The central concept in Chaos/Chado is a "feature". A feature can represent any genomic or sequence entity that is typed by the Sequence Ontology (SO).

Features are interconnected in a feature graph using the feature_relationship element. This is to indicate which exons and proteins belong to which transcript, which transcripts belong to which gene.

The location of a feature, relative to another feature, is described by the featureloc element. All locations are interbase (i.e. counting from 0, not 1. It is the gaps between bases that are counted, not the bases themselves). In contrast to chado, which uses fmin/fmax to indicate the left and right coordinates, chaos use nbeg/nend to indicate the five prime (natural start) and three prime (natural end) coordinates.


Library Contents

The Chaos-XML Library consists of specifications and software for dealing with Chaos-XML files.

DTD

The DTD specification can be found in chaos-xml/dtd/chaos.dtd.

Soon there will also be specifications as XML Schema and/or Relax-NG

XSL Stylesheets

XSL transformations can be found in the chaos-xml/xsl/ directory.

Example Chaos XML

Example Chaos-XML can be found in the chaos-xml/sample-data/ directory.

Scripts

The scripts are in the chaos-xml/bin/ directory. You need to install the perl chaos library before running these scripts.

Chaos Perl Module

You can browse the perl modules in the chaos-xml/lib/ directory. To install, download the chaos-xml library and follow the instructions in the chaos-xml/INSTALL file.
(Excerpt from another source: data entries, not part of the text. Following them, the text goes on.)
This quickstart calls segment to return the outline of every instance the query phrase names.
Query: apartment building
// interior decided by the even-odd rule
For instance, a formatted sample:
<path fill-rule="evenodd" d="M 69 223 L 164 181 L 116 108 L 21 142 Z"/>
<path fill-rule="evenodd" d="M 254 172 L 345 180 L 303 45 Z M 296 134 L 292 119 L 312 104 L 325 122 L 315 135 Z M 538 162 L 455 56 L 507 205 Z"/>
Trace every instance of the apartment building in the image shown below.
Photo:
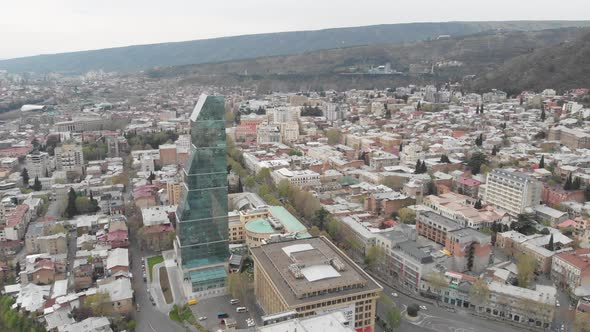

Converting between Chaos-XML and Chado-XML

There are XSLT stylesheets defined for mapping between these two similar formats, see the chaos-xml/xsl directory.

If you are not familiar with XSLT, you can use these scripts, part of this distribution (see the chaos-xml/bin/ directory)

  • cx-chaos2chadoxml.pl
  • cx-chadoxml2chaos.pl


Future Extensions

As new modules are added to chado (for example, the genetics module and the phylogeny module), corresponding chaos-xml [18]DTDs will be generated.


Differences between Chaos XML and the Chado Relational Database Schema

Coordinates

Chaos uses nbeg and nend as opposed to the fmin and fmax found in the feature table.

Dbxref Flattening

Chaos collapses the normalised chado table dbxref into a single "dbxrefstr" PCDATA element.

Type Flattening

Chaos uses a PCDATA element type in both feature and feature_relationship. In Chado, types are represented as a foreign key into the cvterm table. In Chaos the type string is implicitly mapped to cvterm with the same name as the type, from the Sequence Ontology (SO) CV.

Organism Flattening

Chaos uses an organismstr PCDATA element to represent the normalised chado table organism.